Le cas échéant, les administrateurs pourraient déduire les frais liés aux locaux, ordinateurs, téléphones et matériel, les honoraires de leurs adjoints de direction, et toute autre dépense que les travailleurs autonomes peuvent actuellement déduire de leurs revenus.
Une telle modification mettrait le Canada à égalité avec les États-Unis, où le régime est beaucoup plus généreux, indique David Harry, chercheur principal de l’Association canadienne d’études fiscales. «Les employés américains peuvent déduire leurs dépenses mais, au Canada, vous devez être un travailleur autonome pour pouvoir le faire, dit-il.
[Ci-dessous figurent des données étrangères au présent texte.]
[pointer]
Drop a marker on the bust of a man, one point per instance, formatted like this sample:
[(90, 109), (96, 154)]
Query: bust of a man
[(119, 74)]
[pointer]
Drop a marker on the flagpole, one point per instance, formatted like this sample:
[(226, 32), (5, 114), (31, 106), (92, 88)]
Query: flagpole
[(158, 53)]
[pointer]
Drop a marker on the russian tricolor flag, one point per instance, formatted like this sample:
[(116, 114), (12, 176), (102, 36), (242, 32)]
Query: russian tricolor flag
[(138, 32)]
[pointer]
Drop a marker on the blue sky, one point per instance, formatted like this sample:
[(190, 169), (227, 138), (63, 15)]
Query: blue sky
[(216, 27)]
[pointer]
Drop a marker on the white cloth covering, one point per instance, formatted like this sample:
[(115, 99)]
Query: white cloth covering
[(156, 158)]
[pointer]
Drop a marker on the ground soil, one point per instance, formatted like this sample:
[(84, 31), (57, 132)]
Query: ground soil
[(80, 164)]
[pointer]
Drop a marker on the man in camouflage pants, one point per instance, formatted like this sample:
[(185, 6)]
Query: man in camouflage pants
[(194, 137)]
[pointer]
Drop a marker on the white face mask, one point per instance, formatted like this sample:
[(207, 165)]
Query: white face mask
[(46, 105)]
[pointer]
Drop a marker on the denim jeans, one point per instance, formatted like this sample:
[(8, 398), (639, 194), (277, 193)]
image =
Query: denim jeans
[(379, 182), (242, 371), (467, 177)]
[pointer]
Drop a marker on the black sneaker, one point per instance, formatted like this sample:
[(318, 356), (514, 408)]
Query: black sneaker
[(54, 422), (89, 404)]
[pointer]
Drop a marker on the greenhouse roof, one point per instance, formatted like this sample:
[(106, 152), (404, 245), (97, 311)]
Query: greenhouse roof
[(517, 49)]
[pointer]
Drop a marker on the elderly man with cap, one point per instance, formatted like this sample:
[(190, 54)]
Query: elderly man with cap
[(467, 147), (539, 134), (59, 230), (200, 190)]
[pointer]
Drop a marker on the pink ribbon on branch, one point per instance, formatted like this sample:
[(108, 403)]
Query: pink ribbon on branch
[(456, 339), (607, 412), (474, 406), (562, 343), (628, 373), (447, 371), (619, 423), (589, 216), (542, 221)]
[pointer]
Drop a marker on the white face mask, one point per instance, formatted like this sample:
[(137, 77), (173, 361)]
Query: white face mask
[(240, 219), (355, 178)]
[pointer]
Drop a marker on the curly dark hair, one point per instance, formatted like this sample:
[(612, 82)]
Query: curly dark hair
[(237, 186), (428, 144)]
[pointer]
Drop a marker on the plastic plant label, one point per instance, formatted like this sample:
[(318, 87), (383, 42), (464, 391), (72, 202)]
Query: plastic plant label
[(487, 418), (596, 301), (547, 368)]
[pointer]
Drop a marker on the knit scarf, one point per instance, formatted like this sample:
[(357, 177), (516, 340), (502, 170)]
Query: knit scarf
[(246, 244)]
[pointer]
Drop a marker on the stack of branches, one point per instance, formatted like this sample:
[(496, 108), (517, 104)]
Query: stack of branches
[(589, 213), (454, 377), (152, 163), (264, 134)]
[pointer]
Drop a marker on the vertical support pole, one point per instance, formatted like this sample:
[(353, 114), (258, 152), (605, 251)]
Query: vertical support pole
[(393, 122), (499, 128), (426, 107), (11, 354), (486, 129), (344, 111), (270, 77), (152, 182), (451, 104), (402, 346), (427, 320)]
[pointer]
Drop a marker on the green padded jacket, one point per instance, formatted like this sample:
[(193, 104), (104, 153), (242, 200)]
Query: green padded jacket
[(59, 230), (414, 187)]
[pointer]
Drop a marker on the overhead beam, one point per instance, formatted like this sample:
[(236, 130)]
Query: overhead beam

Cet aspect demeure inexploré dans le cadre de la Loi de l’impôt sur le revenu.»
La perception de l’indépendance des administrateurs est aussi un enjeu puisqu’elle pourrait être compromise s’ils sont rémunérés au même titre que des employés, indique l’IAS. Le fait de traiter les jetons de présence comme des revenus d’emplois va à l’encontre du rôle important de gouvernance qu’on exige des administrateurs qui ne font pas partie de la direction, et s’écarte dangereusement des récentes initiatives législatives et réglementaires, souligne Bernard Wilson, président du conseil de l’IAS et v-p de PwC. Ce cabinet a fourni un rapport d’expertise sur le traitement fiscal des jetons de présence des administrateurs. Au moment de mettre sous presse, l’IAS était en voie de fixer une rencontre à cet égard avec les fonctionnaires des Finances.